SITAEL Bets on ‘Industrialization’ of Space with 2031 Growth Surge and ESA Prime Contract

Table of Contents
The Pivot to Industrial Scale
For years, the European small-satellite sector has been characterized by bespoke, artisanal engineering—highly capable but difficult to scale. SITAEL, the Italian space firm under Angel Holding, is attempting to break that mold. Speaking at SmallSat Europe in Amsterdam, the company unveiled a strategic roadmap designed to transition from a specialized contractor to a high-volume industrial player, targeting €200 million in annual revenues by 2031.
The ambition is backed by a current backlog exceeding €150 million and a workforce that has been growing by 10% annually. While many space startups are currently struggling with a venture capital drought, SITAEL is leaning into a vertical integration strategy.

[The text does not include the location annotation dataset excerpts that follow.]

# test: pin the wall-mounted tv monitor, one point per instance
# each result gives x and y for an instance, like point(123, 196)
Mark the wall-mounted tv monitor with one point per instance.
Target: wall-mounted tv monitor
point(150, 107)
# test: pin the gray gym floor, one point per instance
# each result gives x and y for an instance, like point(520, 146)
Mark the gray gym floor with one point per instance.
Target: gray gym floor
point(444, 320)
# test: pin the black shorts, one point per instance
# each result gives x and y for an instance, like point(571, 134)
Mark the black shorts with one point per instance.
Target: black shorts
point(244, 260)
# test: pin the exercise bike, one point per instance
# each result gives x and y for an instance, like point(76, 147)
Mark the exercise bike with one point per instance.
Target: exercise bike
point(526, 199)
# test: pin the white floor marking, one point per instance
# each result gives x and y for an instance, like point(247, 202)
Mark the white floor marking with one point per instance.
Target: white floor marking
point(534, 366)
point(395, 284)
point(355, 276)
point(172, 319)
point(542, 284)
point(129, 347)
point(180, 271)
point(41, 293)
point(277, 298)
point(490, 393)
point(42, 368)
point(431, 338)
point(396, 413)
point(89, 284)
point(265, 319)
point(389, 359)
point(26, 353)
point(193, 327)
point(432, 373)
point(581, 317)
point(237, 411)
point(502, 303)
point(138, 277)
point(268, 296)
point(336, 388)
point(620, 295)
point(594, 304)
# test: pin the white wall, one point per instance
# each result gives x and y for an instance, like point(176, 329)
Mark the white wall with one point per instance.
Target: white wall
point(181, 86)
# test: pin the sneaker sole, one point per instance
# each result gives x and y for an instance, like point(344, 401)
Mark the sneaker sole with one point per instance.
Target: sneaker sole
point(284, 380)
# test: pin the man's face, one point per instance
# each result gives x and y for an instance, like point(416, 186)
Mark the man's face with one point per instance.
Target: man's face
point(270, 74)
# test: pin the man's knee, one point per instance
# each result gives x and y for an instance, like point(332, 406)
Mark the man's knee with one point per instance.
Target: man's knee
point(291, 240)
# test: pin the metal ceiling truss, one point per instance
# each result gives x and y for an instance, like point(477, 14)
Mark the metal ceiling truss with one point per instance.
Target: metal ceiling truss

By controlling everything from component-level electronics to final mission operations, the company aims to push its EBITDA from 12% toward a target of 25% over the next decade.
Infrastructure as a Competitive Edge
SITAEL’s strategy hinges on two primary industrial hubs in Italy. In Mola di Bari, the company has established a clean-room facility capable of constructing five satellites simultaneously—a critical move for those looking to deploy constellations rather than single-shot missions. Meanwhile, the Pisa facility recently inaugurated a dedicated production line for Hall-effect electric propulsion in July 2025.
This focus on propulsion is not incidental. As the industry shifts toward Very Low Earth Orbit (VLEO) missions—which offer higher resolution imagery but suffer from increased atmospheric drag—efficient propulsion becomes the primary bottleneck. SITAEL is tackling this through its NextGen and EMPYREUM platforms, and a collaborative project with the European Space Agency (ESA) to develop a propellantless RAM-EP thruster, designed specifically for the rigors of ultra-low orbits.
The HiBiDiS Mission: A Proof of Concept
The centerpiece of SITAEL’s current trajectory is its role as prime contractor for the ESA Scout HiBiDiS mission. Scheduled for launch in 2030, HiBiDiS is more than a scientific endeavor; it is a commercial signal that SITAEL can manage the full complexity of a European mission from inception to orbit.
The mission’s scientific objective is ambitious: mapping forest biodiversity. While most Earth observation satellites only see the “top of the canopy,” HiBiDiS will use multi-angular hyperspectral observations to peer into the forest understory. This is made possible through a partnership with AMOS, which is providing the hyperspectral instrument, and data processing support from VITO and the University of Zurich.
“HiBiDiS is the kind of mission AMOS was built for,” said Arnaud Dartevelle, Managing Director of AMOS. “With our hyperspectral instrument at its core, this Scout mission will open a new window on Earth’s biodiversity, capturing what no satellite has ever been able to see.”
Expanding the European Footprint
Beyond the ESA contracts, SITAEL is diversifying its portfolio to avoid over-reliance on a single agency. The company has signed a Memorandum of Understanding (MoU) with Eycore, a Polish provider of Synthetic Aperture Radar (SAR) services. This partnership aims to merge SITAEL’s platform expertise with Eycore’s SAR capabilities, targeting the growing demand for high-resolution Earth observation that can penetrate cloud cover and darkness.
This move coincides with SITAEL’s intention to bid on larger-scale European resilience programs, including the IRIS² constellation and the European Resilience from Space (ERS) architecture. By positioning itself as a flexible, certified partner (meeting both ESA and NASA standards), SITAEL is betting that the next cycle of European space sovereignty will favor companies that can deliver both innovation and industrial reliability.
With nine launches scheduled between 2026 and 2030—including the PLATINO and IRIDE series—SITAEL is moving out of the prototype phase and into a period of aggressive execution. As CEO Chiara Pertosa noted, the company spent years investing ahead of the market; the current shift toward secure communications and sovereign Earth observation is the moment those investments are intended to pay off.